The code in section 2.B, ~L.139-151 where you worked on, merely parses the
sharedStrings XML. As the name implies it holds text cell contents from the
entire spreadsheet. That means that if the spreadsheet contains many different
text cells, considerable time will be spent there. For most spreadsheets out
there in the wild that's no big deal as they contain much more numerical than
text data. But you are apparently in the niche where it *does* count.
You mentioned in comment #4 that presence of extra worksheets increases the
time spent here; that fits perfectly with the sharedStrings XML containing the
strings of the entire spreadsheet rather than just one worksheet.
Nothing can be done about it; it's just the way OOXML spreadsheets stick
together.
Looking a bit further and after some experimenting I think there's no way the
remaining for loop in L.150-155 can be vectorized.
All in all I think the speed increase you obtained (good work BTW) is about
all we can get for the moment.

Finally, the individual sharedStrings values parsed in section 2.B are
assigned to the "val" array where they replace the pointers mentioned above.
That is merely assignment and is usually very fast.
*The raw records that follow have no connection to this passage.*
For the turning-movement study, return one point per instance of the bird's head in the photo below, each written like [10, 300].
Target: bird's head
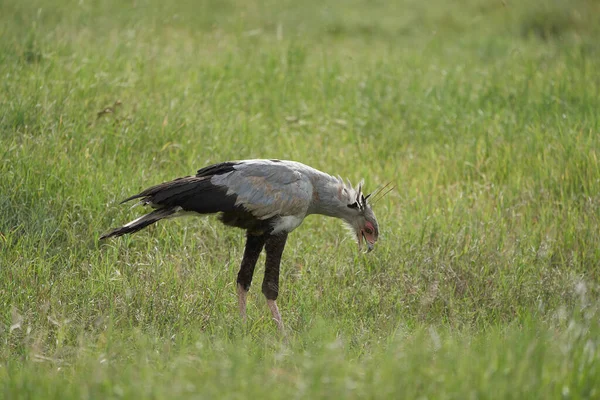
[361, 219]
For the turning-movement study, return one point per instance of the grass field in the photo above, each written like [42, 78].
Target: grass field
[485, 114]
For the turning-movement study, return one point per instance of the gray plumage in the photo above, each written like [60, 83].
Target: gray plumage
[267, 198]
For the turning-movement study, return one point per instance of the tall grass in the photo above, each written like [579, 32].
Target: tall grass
[484, 115]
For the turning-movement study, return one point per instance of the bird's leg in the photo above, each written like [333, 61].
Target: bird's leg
[254, 245]
[274, 248]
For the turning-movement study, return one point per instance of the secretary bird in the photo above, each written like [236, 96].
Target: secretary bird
[268, 199]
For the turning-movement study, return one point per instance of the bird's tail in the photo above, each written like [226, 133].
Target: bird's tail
[141, 222]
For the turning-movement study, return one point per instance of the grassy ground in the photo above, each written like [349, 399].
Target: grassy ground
[485, 282]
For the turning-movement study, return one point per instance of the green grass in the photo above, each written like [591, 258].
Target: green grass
[485, 282]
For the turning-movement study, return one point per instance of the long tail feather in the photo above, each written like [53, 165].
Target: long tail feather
[140, 223]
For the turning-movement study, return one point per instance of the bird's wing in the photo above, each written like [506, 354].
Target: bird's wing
[268, 188]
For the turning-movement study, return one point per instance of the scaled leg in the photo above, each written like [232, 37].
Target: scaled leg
[274, 248]
[254, 245]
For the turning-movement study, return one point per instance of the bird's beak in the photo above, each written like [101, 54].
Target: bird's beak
[370, 245]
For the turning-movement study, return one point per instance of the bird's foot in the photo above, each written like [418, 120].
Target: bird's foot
[242, 296]
[276, 315]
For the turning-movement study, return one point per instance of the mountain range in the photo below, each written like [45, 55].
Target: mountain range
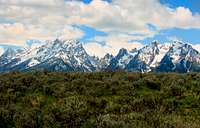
[70, 55]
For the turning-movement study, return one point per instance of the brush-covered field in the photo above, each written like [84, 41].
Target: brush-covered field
[99, 100]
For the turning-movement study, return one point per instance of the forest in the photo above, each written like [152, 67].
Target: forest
[99, 100]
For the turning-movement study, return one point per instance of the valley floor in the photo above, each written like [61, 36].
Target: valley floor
[102, 100]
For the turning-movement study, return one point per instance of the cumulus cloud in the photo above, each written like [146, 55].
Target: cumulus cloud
[1, 51]
[122, 20]
[197, 47]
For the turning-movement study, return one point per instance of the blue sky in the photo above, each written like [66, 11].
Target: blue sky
[103, 25]
[188, 35]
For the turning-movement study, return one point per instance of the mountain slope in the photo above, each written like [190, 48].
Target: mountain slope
[69, 55]
[57, 55]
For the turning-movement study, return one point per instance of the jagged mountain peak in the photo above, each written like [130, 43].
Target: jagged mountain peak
[70, 55]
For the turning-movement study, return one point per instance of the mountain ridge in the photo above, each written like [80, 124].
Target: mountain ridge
[70, 55]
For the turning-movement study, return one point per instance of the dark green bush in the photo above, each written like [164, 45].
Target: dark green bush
[100, 100]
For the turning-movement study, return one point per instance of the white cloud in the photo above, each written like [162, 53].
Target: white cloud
[1, 51]
[197, 47]
[122, 20]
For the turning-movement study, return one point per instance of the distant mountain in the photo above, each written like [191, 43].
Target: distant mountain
[69, 55]
[57, 55]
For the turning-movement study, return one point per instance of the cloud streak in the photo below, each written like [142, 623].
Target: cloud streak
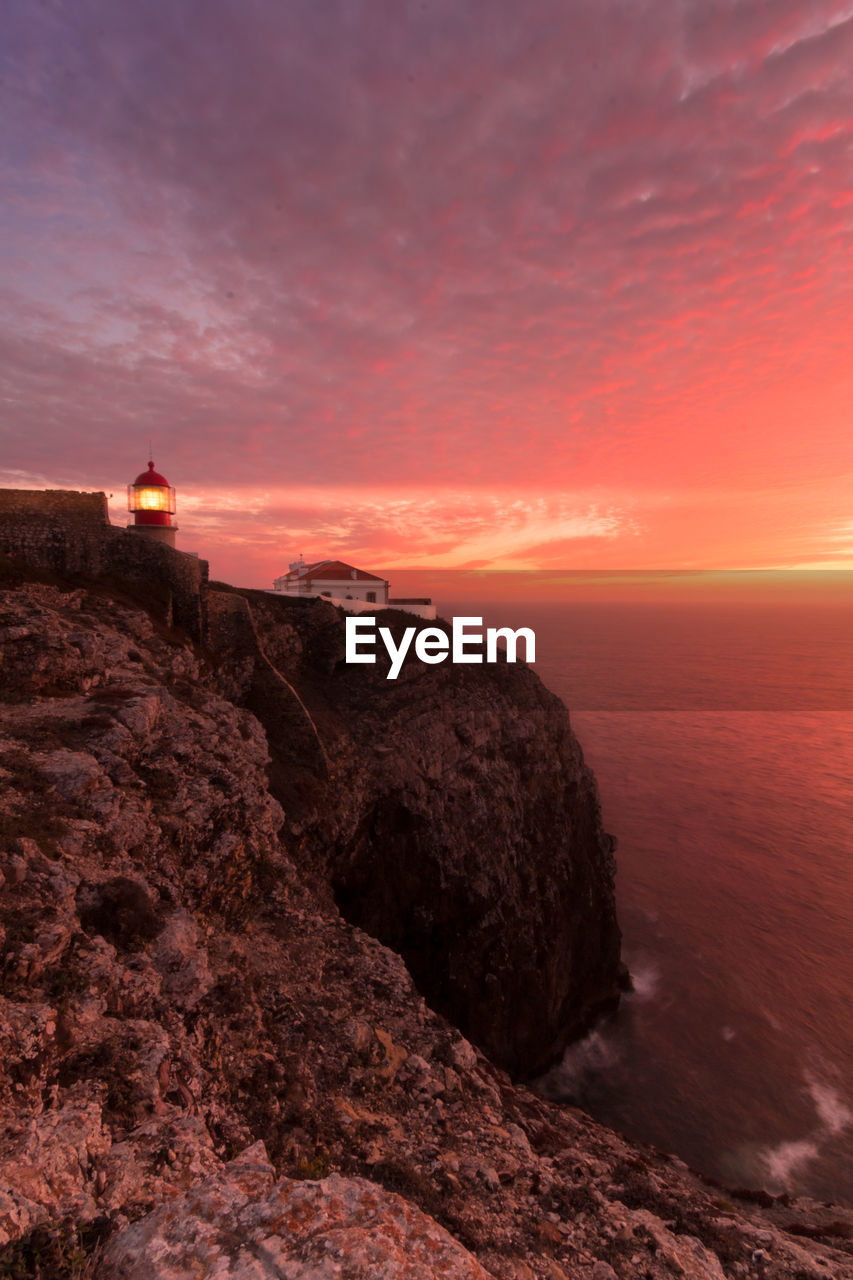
[570, 247]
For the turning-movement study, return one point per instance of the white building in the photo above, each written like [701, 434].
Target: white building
[347, 586]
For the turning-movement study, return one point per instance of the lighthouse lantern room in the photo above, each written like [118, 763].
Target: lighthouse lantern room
[150, 499]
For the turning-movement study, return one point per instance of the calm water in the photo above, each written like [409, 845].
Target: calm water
[723, 743]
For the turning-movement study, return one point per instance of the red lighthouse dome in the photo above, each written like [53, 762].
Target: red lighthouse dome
[150, 499]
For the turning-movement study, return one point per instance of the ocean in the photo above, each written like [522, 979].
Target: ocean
[721, 736]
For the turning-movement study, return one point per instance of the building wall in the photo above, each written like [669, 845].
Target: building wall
[69, 533]
[338, 588]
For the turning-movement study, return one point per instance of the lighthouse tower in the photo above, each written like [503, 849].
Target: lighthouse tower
[150, 499]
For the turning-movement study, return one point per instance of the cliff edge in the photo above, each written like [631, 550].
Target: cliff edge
[451, 813]
[205, 1069]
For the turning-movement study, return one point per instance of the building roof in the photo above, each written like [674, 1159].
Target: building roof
[333, 571]
[151, 478]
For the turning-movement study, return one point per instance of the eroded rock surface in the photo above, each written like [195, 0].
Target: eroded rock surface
[178, 986]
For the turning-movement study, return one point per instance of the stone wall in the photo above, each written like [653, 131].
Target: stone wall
[69, 533]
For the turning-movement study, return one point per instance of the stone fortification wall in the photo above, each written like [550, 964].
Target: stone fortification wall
[69, 533]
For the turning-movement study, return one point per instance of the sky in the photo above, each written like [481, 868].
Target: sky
[452, 283]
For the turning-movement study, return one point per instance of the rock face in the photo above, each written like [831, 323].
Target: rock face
[249, 1226]
[178, 984]
[456, 821]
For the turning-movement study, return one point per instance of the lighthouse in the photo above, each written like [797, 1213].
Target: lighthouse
[150, 499]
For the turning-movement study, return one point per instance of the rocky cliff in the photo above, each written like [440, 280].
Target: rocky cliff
[210, 1064]
[452, 816]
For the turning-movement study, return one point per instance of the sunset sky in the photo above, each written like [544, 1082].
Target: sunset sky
[565, 283]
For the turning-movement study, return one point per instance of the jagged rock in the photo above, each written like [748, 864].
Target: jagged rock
[177, 982]
[241, 1224]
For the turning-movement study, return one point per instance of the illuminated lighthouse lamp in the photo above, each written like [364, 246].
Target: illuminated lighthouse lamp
[150, 499]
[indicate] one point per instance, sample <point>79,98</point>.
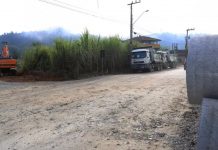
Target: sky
<point>110,17</point>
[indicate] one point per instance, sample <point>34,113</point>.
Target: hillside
<point>18,42</point>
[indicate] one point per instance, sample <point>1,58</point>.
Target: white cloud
<point>163,16</point>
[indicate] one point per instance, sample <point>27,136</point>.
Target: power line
<point>69,7</point>
<point>78,11</point>
<point>67,4</point>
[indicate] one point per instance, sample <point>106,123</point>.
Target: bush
<point>72,58</point>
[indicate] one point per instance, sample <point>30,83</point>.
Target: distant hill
<point>168,38</point>
<point>18,42</point>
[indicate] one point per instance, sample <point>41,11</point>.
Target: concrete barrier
<point>202,69</point>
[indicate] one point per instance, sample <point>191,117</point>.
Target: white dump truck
<point>150,59</point>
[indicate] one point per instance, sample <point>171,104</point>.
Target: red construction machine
<point>7,63</point>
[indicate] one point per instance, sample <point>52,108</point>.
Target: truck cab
<point>141,59</point>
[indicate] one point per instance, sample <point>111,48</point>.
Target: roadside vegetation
<point>70,59</point>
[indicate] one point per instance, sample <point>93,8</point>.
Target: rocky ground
<point>131,111</point>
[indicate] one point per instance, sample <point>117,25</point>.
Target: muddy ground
<point>131,111</point>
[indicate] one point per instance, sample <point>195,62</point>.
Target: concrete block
<point>202,69</point>
<point>208,130</point>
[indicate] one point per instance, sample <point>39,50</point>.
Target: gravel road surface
<point>130,111</point>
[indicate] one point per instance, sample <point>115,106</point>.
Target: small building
<point>148,41</point>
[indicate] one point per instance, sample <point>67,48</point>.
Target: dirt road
<point>132,111</point>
There are additional steps that take time, e.g. figuring out column and row
numbers from cell addresses and copying "val" contents into the proper
locations in the output cellstr array. All those calls have also been
vectorized as far as possible.

I started thinking about caching the parsed sharedStrings data, but soon I
remembered I thought about that before :-) An obstacle is that if even only
one text cell anywhere in the spreadsheet is changed the entire sharedStrings
data is invalidated and needs to be reparsed/rebuilt. I suppose there are ways
to do that and/or circumvent or mitigate it but:
0 It'll add quite a bit of complexity, and the OCT interface already is a
beast;
0 AFAICS it'll only benefit a few use cases;
0 I simply have other priorities,
so I'm not going to spend much more time on it now.

I'm always available for advice if you want to try that route.